Total fertility rate (TFR)
The average number of children a woman is expected to have over her lifetime, assuming current age-specific birth rates remain constant.
Replacement-level fertility
The TFR needed for a population to replace itself from one generation to the next (assuming no net migration); often about 2.1 in many higher-income countries due to mortality and sex-ratio factors.
Crude birth rate (CBR)
The number of births per 1,000 people per year.
Crude death rate (CDR)
The number of deaths per 1,000 people per year.
Infant mortality rate
Deaths of infants under age 1 per 1,000 live births in a year.
Life expectancy
The average number of years a newborn is expected to live given current mortality conditions.
Net migration rate
The difference between immigration and emigration (often expressed per 1,000 people per year), affecting population size and age structure.

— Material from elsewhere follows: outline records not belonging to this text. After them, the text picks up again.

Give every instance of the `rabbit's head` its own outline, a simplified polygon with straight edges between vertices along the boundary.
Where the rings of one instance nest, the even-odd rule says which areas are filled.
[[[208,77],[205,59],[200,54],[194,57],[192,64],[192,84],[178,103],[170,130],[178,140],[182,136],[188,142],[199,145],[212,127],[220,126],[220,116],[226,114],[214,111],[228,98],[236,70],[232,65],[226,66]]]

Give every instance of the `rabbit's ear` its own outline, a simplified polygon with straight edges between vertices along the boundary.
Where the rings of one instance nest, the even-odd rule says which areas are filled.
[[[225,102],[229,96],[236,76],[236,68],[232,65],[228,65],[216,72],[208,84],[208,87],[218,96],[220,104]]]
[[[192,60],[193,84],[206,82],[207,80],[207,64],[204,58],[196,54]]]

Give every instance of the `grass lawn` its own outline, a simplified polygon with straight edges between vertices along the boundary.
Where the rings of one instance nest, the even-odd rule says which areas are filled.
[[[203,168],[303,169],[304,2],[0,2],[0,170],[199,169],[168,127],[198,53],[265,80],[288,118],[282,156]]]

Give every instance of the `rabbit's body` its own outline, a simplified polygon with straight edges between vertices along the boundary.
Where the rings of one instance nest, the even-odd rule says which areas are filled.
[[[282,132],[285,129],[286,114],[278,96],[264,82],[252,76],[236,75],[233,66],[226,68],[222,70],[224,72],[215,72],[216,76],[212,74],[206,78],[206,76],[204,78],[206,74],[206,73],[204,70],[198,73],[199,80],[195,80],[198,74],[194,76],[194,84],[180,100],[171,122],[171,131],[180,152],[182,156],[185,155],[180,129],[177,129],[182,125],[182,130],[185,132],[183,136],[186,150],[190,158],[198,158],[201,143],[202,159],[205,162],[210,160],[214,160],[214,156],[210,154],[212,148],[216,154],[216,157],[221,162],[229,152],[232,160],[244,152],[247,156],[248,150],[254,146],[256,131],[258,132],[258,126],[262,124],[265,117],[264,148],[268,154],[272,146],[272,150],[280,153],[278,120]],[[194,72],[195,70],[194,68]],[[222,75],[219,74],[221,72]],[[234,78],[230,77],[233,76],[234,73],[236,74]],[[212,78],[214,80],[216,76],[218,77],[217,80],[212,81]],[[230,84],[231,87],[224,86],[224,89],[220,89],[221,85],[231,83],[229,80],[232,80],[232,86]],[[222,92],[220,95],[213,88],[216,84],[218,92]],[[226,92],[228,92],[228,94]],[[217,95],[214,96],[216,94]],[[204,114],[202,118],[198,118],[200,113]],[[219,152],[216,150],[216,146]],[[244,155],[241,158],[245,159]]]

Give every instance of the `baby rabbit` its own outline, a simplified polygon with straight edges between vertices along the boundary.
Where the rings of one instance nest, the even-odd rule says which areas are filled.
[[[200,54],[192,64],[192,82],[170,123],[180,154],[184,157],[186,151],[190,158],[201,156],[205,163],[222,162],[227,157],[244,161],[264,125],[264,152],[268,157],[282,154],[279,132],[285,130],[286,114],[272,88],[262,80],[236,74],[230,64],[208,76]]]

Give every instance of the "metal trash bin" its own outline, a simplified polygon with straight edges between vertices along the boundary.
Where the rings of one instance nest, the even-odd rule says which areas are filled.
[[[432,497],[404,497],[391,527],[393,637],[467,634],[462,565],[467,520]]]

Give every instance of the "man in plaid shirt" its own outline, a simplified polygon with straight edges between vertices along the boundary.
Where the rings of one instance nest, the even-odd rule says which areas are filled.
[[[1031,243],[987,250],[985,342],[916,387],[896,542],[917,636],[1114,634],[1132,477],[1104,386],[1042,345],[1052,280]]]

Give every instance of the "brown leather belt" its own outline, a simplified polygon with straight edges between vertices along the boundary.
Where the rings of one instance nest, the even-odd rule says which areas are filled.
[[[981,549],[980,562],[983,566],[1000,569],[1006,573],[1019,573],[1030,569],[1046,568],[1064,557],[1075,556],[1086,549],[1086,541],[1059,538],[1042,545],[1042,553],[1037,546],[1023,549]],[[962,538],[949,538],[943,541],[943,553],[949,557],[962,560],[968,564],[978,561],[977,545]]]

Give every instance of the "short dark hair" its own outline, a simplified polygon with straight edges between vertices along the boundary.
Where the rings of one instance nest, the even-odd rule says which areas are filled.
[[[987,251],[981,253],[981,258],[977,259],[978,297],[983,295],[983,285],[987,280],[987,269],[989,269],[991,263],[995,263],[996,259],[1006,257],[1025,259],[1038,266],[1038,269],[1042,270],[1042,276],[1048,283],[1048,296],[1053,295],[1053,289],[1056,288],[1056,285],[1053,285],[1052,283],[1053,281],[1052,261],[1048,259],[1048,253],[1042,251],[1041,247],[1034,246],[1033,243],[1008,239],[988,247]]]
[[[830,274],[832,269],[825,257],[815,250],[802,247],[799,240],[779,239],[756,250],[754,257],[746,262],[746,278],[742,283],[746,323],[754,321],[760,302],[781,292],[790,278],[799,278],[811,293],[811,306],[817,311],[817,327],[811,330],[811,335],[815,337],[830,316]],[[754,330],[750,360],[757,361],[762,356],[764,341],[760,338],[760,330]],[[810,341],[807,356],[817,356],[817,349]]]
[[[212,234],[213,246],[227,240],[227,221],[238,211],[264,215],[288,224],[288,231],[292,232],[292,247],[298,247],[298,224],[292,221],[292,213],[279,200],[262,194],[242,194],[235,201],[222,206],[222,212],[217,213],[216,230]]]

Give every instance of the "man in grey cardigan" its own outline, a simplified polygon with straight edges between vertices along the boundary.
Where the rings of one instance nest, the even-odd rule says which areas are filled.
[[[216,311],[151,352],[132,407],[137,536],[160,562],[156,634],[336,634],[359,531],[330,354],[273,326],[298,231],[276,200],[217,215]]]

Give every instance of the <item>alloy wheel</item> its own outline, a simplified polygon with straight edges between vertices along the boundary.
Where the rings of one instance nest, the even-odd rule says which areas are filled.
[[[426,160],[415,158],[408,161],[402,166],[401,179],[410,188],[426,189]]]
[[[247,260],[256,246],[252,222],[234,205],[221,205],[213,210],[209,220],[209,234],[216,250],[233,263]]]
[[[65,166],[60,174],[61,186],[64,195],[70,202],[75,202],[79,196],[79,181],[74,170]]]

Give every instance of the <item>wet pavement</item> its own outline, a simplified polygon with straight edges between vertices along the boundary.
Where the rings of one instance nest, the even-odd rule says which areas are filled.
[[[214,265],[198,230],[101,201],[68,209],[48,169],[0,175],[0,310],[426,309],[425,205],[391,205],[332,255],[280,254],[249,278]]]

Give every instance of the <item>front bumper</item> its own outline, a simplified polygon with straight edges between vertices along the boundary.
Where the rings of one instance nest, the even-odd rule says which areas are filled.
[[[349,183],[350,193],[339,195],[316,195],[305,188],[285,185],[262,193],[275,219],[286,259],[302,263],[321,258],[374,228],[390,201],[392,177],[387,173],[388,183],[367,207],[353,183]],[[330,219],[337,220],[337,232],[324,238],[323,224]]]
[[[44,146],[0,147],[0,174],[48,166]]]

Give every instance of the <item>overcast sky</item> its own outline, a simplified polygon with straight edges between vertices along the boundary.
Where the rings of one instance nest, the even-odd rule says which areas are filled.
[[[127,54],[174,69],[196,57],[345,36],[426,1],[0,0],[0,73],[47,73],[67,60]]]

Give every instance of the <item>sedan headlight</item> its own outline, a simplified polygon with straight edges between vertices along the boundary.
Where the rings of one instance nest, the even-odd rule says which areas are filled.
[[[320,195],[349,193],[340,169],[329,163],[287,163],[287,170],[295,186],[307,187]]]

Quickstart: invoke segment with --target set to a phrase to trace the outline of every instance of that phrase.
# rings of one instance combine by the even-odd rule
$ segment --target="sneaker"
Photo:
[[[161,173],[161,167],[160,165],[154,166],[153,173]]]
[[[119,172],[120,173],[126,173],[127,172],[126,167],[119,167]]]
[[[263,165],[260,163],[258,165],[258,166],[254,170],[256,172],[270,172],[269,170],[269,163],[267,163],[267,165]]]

Population growth rate (percent)
An estimate of annual population change as a percentage; when CBR and CDR are per 1,000 per year, growth rate (%) ≈ (CBR − CDR) / 10 (with migration included if given).
Divide-by-10 conversion (per 1,000 to percent)
A unit conversion step: rates given “per 1,000” are converted to “per 100” (percent) by dividing by 10.
Rule of 70
A quick approximation for doubling time: Doubling time (years) ≈ 70 / growth rate (%).
Doubling time
The approximate time it takes a population to double in size if it grows at a steady percentage rate.
Human population dynamics
The study of how and why human populations change over time, driven by births, deaths, immigration, and emigration.
Demographic transition model
A model describing typical changes in birth and death rates as a country industrializes and develops, helping explain shifts in population growth and age structure.
Stage 2 (Transitional) of the demographic transition
Stage with high birth rates and rapidly falling death rates (due to sanitation, clean water, healthcare), producing very rapid population growth.